The Legend of Korra Book 3: Change was a fantastic season with a great villain and a plot that was fast-paced and full of tension when it needed to be, but also slowed down and allowed all our characters to grow in a way we haven’t seen before. All the action scenes were some of the best we’ve ever gotten from the Avatar universe. It was the first season of the show I wanted to watch rewatch right after finishing it. My only problem with this season was that it was too short. I wanted to see more episodes of either our team bonding or developing individually.

The Legend of Korra Book 3: Change gets four and a half out of five quotes from the great airbending Guru Laghima.

Mara Fabella is a visual artist, writer, retired martial artist, yoga practitioner, booper of cat noses, and lifelong lover of mint chocolate chip ice cream.


  1. Book 3 is the first of Korra's seasons that I felt actually began to rival Last Airbender's. It's just so good.

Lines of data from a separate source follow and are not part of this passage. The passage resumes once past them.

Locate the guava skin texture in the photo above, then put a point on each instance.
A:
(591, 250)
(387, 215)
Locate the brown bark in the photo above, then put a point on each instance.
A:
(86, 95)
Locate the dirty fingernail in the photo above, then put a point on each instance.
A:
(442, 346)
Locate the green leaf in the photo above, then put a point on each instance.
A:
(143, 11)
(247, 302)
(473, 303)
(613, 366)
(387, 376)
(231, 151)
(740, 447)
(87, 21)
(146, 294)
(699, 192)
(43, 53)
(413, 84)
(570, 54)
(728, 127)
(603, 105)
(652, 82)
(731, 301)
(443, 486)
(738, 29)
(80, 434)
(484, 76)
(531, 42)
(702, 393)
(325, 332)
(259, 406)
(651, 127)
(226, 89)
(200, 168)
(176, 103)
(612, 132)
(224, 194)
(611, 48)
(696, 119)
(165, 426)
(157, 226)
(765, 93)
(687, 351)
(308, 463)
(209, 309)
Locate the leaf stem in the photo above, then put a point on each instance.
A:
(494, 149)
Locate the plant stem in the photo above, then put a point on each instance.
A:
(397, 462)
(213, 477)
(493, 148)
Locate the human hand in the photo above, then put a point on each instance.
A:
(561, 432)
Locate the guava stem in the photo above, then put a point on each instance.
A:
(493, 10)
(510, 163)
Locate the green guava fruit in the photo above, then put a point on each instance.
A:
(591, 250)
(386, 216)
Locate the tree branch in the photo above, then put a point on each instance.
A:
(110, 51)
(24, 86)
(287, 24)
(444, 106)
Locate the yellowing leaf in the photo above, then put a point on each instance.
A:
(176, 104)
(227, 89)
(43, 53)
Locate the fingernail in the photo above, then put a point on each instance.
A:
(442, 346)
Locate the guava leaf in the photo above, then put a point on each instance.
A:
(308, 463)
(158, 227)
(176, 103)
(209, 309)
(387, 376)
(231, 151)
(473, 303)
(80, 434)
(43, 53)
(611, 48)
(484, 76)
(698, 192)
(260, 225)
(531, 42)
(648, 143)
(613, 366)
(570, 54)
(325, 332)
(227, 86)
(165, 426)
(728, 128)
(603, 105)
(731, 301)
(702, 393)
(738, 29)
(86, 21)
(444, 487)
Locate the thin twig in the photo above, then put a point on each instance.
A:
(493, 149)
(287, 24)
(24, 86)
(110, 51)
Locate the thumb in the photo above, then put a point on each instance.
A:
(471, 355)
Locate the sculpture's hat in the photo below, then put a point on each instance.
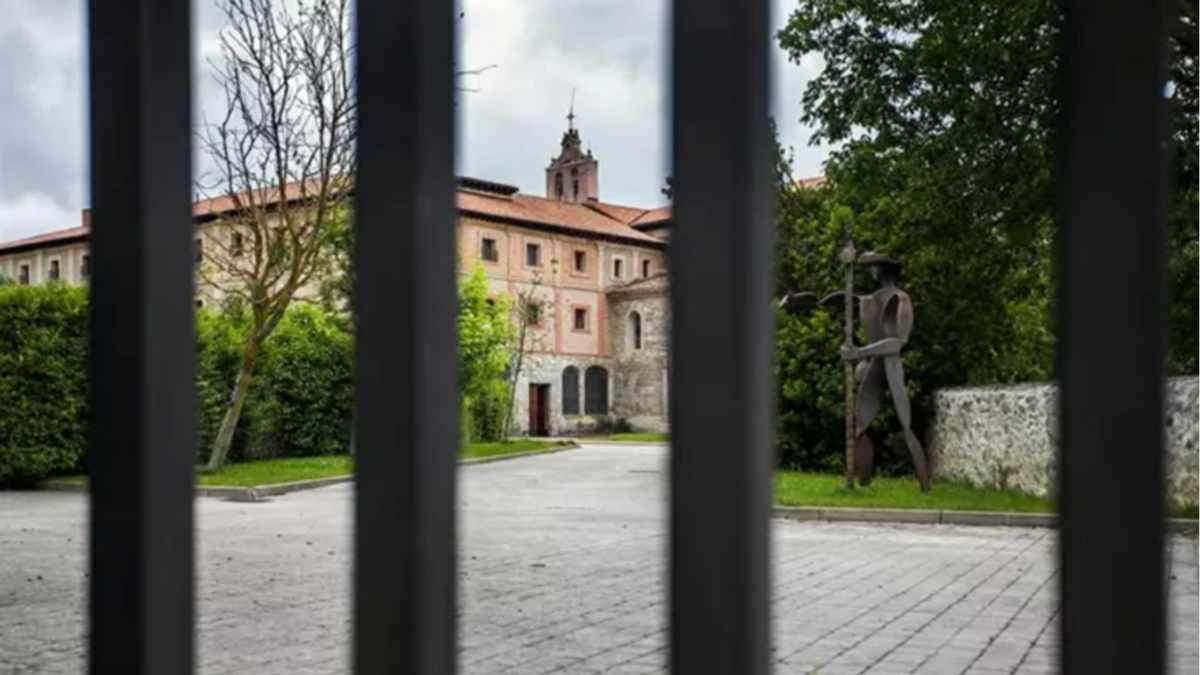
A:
(881, 260)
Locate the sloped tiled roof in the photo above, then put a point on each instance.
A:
(563, 215)
(47, 239)
(475, 198)
(657, 282)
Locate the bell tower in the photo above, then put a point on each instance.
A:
(574, 175)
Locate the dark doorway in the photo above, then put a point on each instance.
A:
(539, 410)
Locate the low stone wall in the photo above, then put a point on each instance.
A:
(1008, 437)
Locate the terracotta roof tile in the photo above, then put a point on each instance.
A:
(653, 216)
(46, 239)
(594, 217)
(549, 211)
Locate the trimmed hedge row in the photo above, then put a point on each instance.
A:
(300, 401)
(43, 382)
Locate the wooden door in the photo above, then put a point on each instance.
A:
(539, 410)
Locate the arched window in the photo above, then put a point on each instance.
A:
(595, 390)
(570, 390)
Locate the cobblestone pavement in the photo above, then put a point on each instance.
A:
(562, 563)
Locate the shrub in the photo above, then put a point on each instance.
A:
(43, 382)
(300, 399)
(306, 386)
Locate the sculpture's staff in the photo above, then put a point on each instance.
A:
(847, 258)
(887, 318)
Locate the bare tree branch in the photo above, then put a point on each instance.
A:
(283, 153)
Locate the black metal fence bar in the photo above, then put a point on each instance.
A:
(406, 303)
(720, 461)
(1111, 317)
(142, 446)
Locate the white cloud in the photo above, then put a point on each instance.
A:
(611, 52)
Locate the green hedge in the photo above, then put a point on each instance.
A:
(299, 405)
(301, 398)
(43, 382)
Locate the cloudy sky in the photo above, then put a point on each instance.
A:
(611, 52)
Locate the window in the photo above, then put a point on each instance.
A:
(533, 314)
(489, 251)
(595, 390)
(571, 390)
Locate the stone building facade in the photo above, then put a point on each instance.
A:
(589, 266)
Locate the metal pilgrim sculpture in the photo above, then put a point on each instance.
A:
(887, 320)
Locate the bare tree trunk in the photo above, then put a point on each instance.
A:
(513, 384)
(237, 402)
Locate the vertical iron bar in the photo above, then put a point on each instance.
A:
(1111, 322)
(721, 410)
(142, 438)
(406, 300)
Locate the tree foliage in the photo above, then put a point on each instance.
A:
(942, 114)
(946, 113)
(485, 338)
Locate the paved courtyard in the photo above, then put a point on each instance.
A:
(562, 573)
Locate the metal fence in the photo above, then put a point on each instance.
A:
(1110, 322)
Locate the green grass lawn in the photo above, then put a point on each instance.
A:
(827, 490)
(269, 472)
(635, 437)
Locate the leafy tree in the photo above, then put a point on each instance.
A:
(485, 336)
(942, 114)
(947, 112)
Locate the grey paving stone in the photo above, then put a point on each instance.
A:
(562, 563)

  2. I'm so glad you enjoyed season 3! Zaheer, imo, is the best baddie of the series. He's really scary. I love that airbending came back into the world! I've always wondered if the world of Pro-Bending altered after this. Like did they introduce airbending into the arena? Or were all the airbenders too focused on Air Temple Island. The baby bison are unpardonably cute. I love the character development Bolin got. lavabending, baby! I loved his and Mako's grandmother too. I think I prefer season 4 to this one because I relate to Korra's arc more in that season but this one's really good too.

  3. Unknown - This season was amazing!

    sunbunny - I really loved this season. And yeah, a big part of that was because of Zaheer and the Red Lotus. I loved that Zaheer wasn't a stereotypical villain and that his motivations were pretty clear throughout the season. And watching him and his own dark team avatar was so much fun! I loved each member's unique introduction.

    Same sentiments about Pro-Bending. Something tells me the airbenders (or at least Tenzin's airbenders) would abide by their oath of non-violence. But since he did give the captured airbenders a choice whether they wanted to go with him or not, I guess there are still some out in the world who may want to try the sport? It would be cool to see how they might have integrated a fourth element.

    Bolin as a lavabender was such a cool twist! I love how fluid (literally) a bending style it is, especially considering it's a subset of earthbending. I also liked how his and Mako's family storyline wasn't abandoned after their first encounter. That they still went back for them, and you can even see their grandma at Jinora's ceremony!

    I feel like Korra's arc from now on is split into two seasons, with this being the first half. I enjoyed how more relaxed Korra was in the first half of the season, considering how darkly this one ends for her.